The Ziggurat Method
the challenge was (and still is)
How do you start from one shoulder and wind your way down to the hem in one single piece of knitting, possibly while striping and with absolutely minimal cutting and joining of skeins? And also achieving symmetry? And no finishing left to do when you’re done?
the answer is
It’s a method I have honed and refined since 2011, when I knitted the first sweater with what has since become known as the Ziggurat method – and is explained in detail in my recent Ziggurat Book.
Here is an early sketch outlining the steps as they were first imagined:
The basic principle is still the same: You cast on for back and shoulders, then work the back and front shoulders in turn while also creating sleeve caps. (There is an overview of the Ziggurat method in this video interview)
In most Ziggurat patterns this first Step (Step 1: Cast on and Right Back Shoulder) now looks like this:
A more recent sketch from drafts for the book (Ziggurats: 16 elegantly seamless knits):
The Ziggurat method is inspired by Tuulia Salmela’s Tailored Sweater Method but with everything knitted in one go, and with a trademark Helpful Table, the Ziggurat Steps, and photo tutorials.
The challenge is still on for I keep finding small and bigger ways of improving a detail here or working out a different stripe sequence there – striped garments zig and zag in different ways depending on the row repeat.

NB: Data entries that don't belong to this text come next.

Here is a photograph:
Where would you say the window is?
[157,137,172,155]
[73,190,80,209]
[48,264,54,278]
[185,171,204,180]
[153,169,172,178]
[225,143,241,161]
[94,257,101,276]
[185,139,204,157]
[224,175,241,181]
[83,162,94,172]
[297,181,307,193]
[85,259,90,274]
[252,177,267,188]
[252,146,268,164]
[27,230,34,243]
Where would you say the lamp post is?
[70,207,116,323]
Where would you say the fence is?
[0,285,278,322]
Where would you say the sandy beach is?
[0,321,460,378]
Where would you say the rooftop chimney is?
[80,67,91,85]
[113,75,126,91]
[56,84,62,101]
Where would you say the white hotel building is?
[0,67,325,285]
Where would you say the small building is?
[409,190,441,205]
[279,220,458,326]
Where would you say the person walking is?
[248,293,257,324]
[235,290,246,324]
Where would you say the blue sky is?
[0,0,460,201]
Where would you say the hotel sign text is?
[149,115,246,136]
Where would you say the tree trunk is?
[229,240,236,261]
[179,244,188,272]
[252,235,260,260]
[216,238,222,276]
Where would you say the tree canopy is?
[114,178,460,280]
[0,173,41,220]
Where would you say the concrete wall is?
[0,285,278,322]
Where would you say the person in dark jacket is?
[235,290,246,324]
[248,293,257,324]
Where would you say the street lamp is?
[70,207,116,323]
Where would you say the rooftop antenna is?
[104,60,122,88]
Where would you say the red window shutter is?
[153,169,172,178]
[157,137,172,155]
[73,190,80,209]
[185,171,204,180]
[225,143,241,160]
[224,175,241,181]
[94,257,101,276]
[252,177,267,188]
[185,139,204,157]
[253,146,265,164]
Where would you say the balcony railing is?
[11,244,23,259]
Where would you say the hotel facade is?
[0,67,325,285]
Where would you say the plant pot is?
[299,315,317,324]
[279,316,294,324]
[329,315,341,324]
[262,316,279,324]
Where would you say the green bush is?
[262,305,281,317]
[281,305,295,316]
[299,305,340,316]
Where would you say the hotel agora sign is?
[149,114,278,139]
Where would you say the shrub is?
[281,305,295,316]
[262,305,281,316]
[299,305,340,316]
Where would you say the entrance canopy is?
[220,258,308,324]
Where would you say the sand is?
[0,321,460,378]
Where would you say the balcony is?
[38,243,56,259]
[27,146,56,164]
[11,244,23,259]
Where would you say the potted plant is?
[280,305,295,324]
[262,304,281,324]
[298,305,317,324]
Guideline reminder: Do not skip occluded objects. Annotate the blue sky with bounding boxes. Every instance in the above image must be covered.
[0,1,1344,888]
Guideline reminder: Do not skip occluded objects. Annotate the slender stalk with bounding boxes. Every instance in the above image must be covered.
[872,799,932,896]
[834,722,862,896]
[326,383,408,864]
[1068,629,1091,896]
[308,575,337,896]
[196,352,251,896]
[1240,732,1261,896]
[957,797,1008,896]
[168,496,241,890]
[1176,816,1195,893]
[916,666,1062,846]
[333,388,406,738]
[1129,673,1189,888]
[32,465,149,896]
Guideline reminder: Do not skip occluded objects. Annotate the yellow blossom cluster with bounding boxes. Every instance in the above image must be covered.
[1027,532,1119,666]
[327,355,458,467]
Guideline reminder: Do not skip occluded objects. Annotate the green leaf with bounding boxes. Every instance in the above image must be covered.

In the end, the sketch above was abandoned as I opted for step-by-step photographs. For an overview of the method, you may have a look at this segment of the Fruity Knitting podcast; coaxed and coached by the host, Andrea, I explain the steps and the virtues of Ziggurating.
Hallmarks of the Ziggurat Method
A tailored fit with set-in sleeves that is easily modified to
accommodate disobedient body parts.
The shoulders look almost sculpted, no?
Ziggurat is a true all-in-one-everything-built-in-as-you-go.
If you were knitting from a huge skein with yardage enough for the
whole sweater, you would have precisely 6 ends to weave in at the
- 1 at the top for the cast on
- 1 at the bottom hem after pulling the yarn through the final cast-off stitch
- 2 for each sleeve (1 at underarm pickup, 1 at cuff)
There are some exceptions for I realise that not all knitters are pigheadedly
adhering strictly to principles for principles’ sake.
There are several good reasons for leaving the collar until last, not
least that it’s nice to leave things open – you may while knitting
change your mind several times about what will look best. Moreover,
a collar added on last can easily be undone and reknitted.
That said, some Ziggurat designs begin with the collar.
I have nothing against sewing per se. I just like to keep sewing and
This is really in the interest of saving ends to weave in.
And also for the beauty of the challenge of sticking to principles.
And for the integrity of a treasured yarn – this is not just a silly idée fixe. No, for it leaves the yarn intact should you decide to frog (unravel) your sweater to start over.
There are no separate little pieces or schnipzels to join. You start at
the top, and then zig and zag in a rather clever (!) manner to the end,
creating a tailored look and fit along the way.
In my designs, you will find optional waist shaping, bust darts, a sneaky way of adding space for a prominent bootie, built-in pockets – or you can add your own details.
when it’s done it’s done
When done knitting, the garment is and looks finished, trims, button
bands, hems, cuffs. All of it. Well ok, except the collars on (most) pullovers – the collars on cardigans are, so far, built in, even when they’re a little pesky to get started.
And some very few ends to weave in. That’s it.
stripes & stitch patterns
One simply cannot have too many stripes. However, striped Ziggurats present an additional challenge.
For symmetry (intended asymmetry is good, unintended, well… often not so good) each version has to be worked out individually.The 6-row striped cardigan will have its Ziggurat turns in a different place than the 4-row pullover, and the 6-row pullover at a different place again.
The same holds for other stitch patterns. More on such later.
A word of warning: Ziggurating is a bit addictive. I will not be held responsible.
Ziggurat designs are adaptable and easy to modify, especially if you make use of the Helpful Table to guide you between sizes.
You may, for example, have narrower shoulders than normal for your standard size. Solution: cast on for a smaller size but follow increases and stitch counts for your usual size to accommodate bust and other measurements.
Try your sweater on as you go! The beauty of Ziggurating (and other top-down designs) is that you can get a good idea of the fit without sewing and before blocking and drying.
My recently published book, Åsa Tricosa Ziggurats: 16 elegantly seamless knits is a selection of very knittable pullovers and cardigans along with plenty of detailed tutorials for both novices and advanced knitters.
designers who wish to use the Ziggurat method
Please do! – with proper credit to Ziggurat method by Åsa Tricosa
(contact me if you wish permission to use also tutorial steps and/or graphics)
Designer Ann Kingstone features two sweaters using the Ziggurat method in her book, Lace Knits: Magical Methods for Openwork Knitting.